Given a halftime show and a three-minute TCU drive to make its adjustment, Texas reached the TCU 8 on its first drive of the third quarter. The Longhorns settled for another short field goal and did not score again.

Texas finished with 407 yards on 85 snaps. The nine points were the team’s fewest since a shutout loss at Iowa State in 2015. It marked a disappointing ending to a unit that opened the season with 50, 41 and 43-point performances.

After averaging 41 points per game in its first five games with new offensive coordinator Sterlin Gilbert, the Longhorns sulked as opposing defenses caught on to an offense that did feature a 2,000-yard running back. Texas failed to score 28 points in five of its final seven games.

“I feel like we were getting some better schemes against us, but, heck, we put up 407 yards. That isn’t too bad,” Williams said. “We’re producing, we just need to execute on some levels.”

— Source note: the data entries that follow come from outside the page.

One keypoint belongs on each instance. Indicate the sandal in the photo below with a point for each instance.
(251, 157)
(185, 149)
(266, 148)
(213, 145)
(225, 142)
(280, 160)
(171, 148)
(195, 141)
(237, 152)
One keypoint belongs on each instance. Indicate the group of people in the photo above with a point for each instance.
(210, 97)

UT offensive lineman Tristan Nickelson pauses on the field after losing to TCU at Royal-Memorial Stadium on Friday November 25, 2016. JAY JANNER / AMERICAN-STATESMAN
UT offensive lineman Tristan Nickelson pauses on the field after losing to TCU at Royal-Memorial Stadium on Friday November 25, 2016. JAY JANNER / AMERICAN-STATESMAN

Against TCU, Texas was a woeful 4 of 19 on its third-down conversions and 0 for 3 on fourth downs. Foreman rushed for 165 yards on 31 carries, but he accounted for 87.3 percent of the rushing offense. Buechele declined to use fatigue as an excuse, but his 218 passing yards were compiled just two weeks after he hit the 300-yard mark for the first time (Buechele had 165 yards in last week’s loss at Kansas).

All of this came against a TCU defense that was allowing 29.4 points per game. The Horned Frogs (6-5, 4-4) were ranked fifth in the Big 12 in scoring defense and fourth in total defense (420.8 yards per game).

“I don’t know if they were that much better than us,” Strong said. “I think we had opportunities and didn’t take advantage of it.”

Buechele ended his freshman season with 2,958 passing yards, 21 touchdowns and a 60.4 completion percentage. Whoever is coaching Texas next year can expect to return eight of the team’s top nine pass-catchers and four of the offensive linemen that started on Friday. The big question will be Foreman, a junior who is eligible to enter the NFL Draft.